The above command will only apply to the currently active context, and will allow you to skip the --namespace= part of your commands for this context.

Using labels and selectors with kubectl

Sometimes it’s useful to select an entire class of Kubernetes objects rather than referring to them by their name. You can attach an arbitrary set of labels to a Kubernetes object, and can then refer to those labels when searching with kubectl.

To search based on a label value, use the -l or --selector= keyword arguments. For example, JupyterHub creates a specific subset of labels for all user pods. You can search for all user pods with the following label query:

kubectl --namespace=<YOUR-NAMESPACE> get pod \
        -l "component=singleuser-server"

For more information, see the Kubernetes labels and selectors page.
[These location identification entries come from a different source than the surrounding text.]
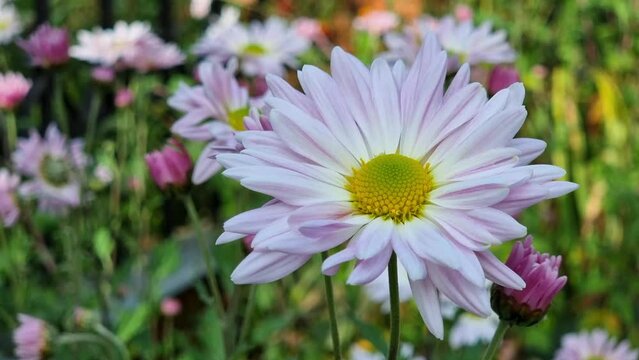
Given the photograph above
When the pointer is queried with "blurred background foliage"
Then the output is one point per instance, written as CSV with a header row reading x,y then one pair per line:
x,y
577,59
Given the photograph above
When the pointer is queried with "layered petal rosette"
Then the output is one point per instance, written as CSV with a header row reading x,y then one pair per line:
x,y
53,165
262,48
464,42
214,111
386,160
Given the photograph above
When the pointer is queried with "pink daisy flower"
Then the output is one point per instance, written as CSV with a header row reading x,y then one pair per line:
x,y
31,338
53,165
47,46
13,89
464,42
384,160
261,48
214,111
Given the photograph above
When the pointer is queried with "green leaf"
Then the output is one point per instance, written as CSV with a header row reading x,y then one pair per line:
x,y
103,245
132,323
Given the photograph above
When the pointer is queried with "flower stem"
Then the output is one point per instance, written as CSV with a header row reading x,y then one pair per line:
x,y
328,285
393,286
92,120
12,131
496,341
75,338
195,219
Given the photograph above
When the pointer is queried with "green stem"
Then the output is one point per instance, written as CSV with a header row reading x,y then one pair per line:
x,y
92,120
393,287
195,219
491,350
58,97
12,130
330,300
114,340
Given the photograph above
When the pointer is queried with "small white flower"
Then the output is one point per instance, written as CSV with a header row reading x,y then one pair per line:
x,y
10,23
261,48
Asking for a more verbose or structured output

Sometimes the information that’s in the default output for kubectl get <XXX> is not enough for your needs, or isn’t structured the way you’d like. We recommend looking into the different kubernetes output options, which can be modified like so:

kubectl --namespace=<NAMESPACE> get pod -o <json|yaml|wide|name...>

You can find more information on what kinds of output you can generate at the kubectl information page. (click and search for the text “Output Options”)

Reference

Helm Chart Configuration Reference

The JupyterHub helm chart is configurable so that you can customize your JupyterHub setup however you’d like. You can extend user resources, build off of different Docker images, manage security and authentication, and more.

Below is a description of the fields that are exposed with the JupyterHub helm chart. For more guided information about some specific things you can do with modifications to the helm chart, see the extending jupyterhub and user environment pages.

auth

auth.state

auth.state.cryptoKey

auth_state will be encrypted and stored in the Hub’s database. This can include things like authentication tokens, etc. to be passed to Spawners as environment variables. Encrypting auth_state requires the cryptography package. It must contain one (or more, separated by ;) 32B encryption keys. These can be either base64 or hex-encoded. The JUPYTERHUB_CRYPT_KEY environment variable for the hub pod is set using this entry.

This can be generated with openssl rand -hex 32.

If encryption is unavailable, auth_state cannot be persisted.

auth.state.enabled

Enable persisting auth_state (if available). See: http://jupyterhub.readthedocs.io/en/latest/api/auth.html

proxy

proxy.secretToken

A 64-byte cryptographically secure randomly generated string used to secure communications between the hub and the configurable-http-proxy.

This must be generated with openssl rand -hex 32.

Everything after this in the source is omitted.